What is AI bias mitigation, and how can it improve AI fairness?

Algorithmic biases that lead to unfair or arbitrary outcomes take many forms. But we also have many strategies and techniques to combat them.

What is AI bias mitigation, and how can it improve AI fairness?
kentoh / Getty Images

Algorithmic bias is one of the AI industry’s most prolific areas of scrutiny. Unintended systemic errors risk leading to unfair or arbitrary outcomes, elevating the need for standardized ethical and responsible technology — especially as the AI market is expected to hit $110 billion by 2024

There are multiple ways AI can become biased and create harmful outcomes.

First is the business processes itself that the AI is being designed to augment or replace.
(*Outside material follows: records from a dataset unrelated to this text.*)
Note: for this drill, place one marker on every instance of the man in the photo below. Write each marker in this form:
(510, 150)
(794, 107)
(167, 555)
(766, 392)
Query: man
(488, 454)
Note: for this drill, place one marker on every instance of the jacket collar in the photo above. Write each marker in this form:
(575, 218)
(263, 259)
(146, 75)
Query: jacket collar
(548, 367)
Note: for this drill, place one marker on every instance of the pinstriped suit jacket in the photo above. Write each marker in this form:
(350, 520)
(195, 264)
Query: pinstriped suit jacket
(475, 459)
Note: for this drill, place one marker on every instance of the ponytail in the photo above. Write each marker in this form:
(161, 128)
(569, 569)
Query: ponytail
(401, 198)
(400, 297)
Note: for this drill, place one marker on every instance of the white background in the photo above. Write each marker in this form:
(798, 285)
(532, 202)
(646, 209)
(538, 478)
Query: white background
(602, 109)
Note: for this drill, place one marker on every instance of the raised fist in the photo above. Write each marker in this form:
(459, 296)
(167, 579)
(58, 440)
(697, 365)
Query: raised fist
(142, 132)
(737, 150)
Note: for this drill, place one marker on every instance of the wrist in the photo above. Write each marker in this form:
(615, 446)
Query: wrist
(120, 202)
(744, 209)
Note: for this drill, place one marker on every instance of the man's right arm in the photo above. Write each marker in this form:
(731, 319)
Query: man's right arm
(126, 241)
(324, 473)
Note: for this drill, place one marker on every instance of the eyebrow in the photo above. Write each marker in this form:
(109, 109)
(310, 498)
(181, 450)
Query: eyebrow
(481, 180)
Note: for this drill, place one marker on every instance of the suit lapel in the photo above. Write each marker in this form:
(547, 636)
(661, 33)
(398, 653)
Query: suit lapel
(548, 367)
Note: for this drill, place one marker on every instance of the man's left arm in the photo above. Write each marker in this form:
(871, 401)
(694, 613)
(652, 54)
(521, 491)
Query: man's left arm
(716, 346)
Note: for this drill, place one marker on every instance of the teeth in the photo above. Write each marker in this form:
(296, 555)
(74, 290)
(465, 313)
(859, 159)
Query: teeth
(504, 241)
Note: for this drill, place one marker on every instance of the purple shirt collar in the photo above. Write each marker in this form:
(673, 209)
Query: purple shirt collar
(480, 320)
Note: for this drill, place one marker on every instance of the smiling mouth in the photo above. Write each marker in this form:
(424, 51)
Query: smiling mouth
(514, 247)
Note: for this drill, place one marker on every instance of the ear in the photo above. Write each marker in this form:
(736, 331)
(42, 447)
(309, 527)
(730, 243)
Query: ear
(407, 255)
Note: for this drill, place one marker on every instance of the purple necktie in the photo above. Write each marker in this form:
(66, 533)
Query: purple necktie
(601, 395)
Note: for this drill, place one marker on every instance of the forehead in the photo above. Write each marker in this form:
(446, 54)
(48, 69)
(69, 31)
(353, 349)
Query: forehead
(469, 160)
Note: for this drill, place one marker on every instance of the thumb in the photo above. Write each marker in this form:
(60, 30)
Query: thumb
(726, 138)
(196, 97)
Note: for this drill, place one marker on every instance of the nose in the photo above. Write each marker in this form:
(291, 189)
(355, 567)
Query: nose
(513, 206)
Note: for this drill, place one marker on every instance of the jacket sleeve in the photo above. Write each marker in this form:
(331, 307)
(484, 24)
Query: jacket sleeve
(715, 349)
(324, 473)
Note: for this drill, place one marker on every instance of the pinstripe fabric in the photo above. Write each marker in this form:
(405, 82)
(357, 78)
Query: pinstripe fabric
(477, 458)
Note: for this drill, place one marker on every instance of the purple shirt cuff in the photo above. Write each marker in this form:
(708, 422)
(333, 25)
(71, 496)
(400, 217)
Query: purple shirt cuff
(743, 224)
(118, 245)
If those processes, the context, and who it is applied to is biased against certain groups, regardless of intent, then the resulting AI application will be biased as well.

Secondly, the foundational assumptions the AI creators have about the goals of the system, who will use it, the values of those impacted, or how it will be applied can insert harmful bias. Next, the data set used to train and evaluate an AI system can result in harm if the data is not representative of everyone it will impact, or if it represents historical, systemic bias against specific groups.

Finally, the model itself can be biased if sensitive variables (e.g., age, race, gender) or their proxies (e.g., name, ZIP code) are factors in the model’s predictions or recommendations. Developers must identify where bias exists in each of these areas, and then objectively audit systems and processes that lead to unfair models (which is easier said than done as there are at least 21 different definitions of fairness). 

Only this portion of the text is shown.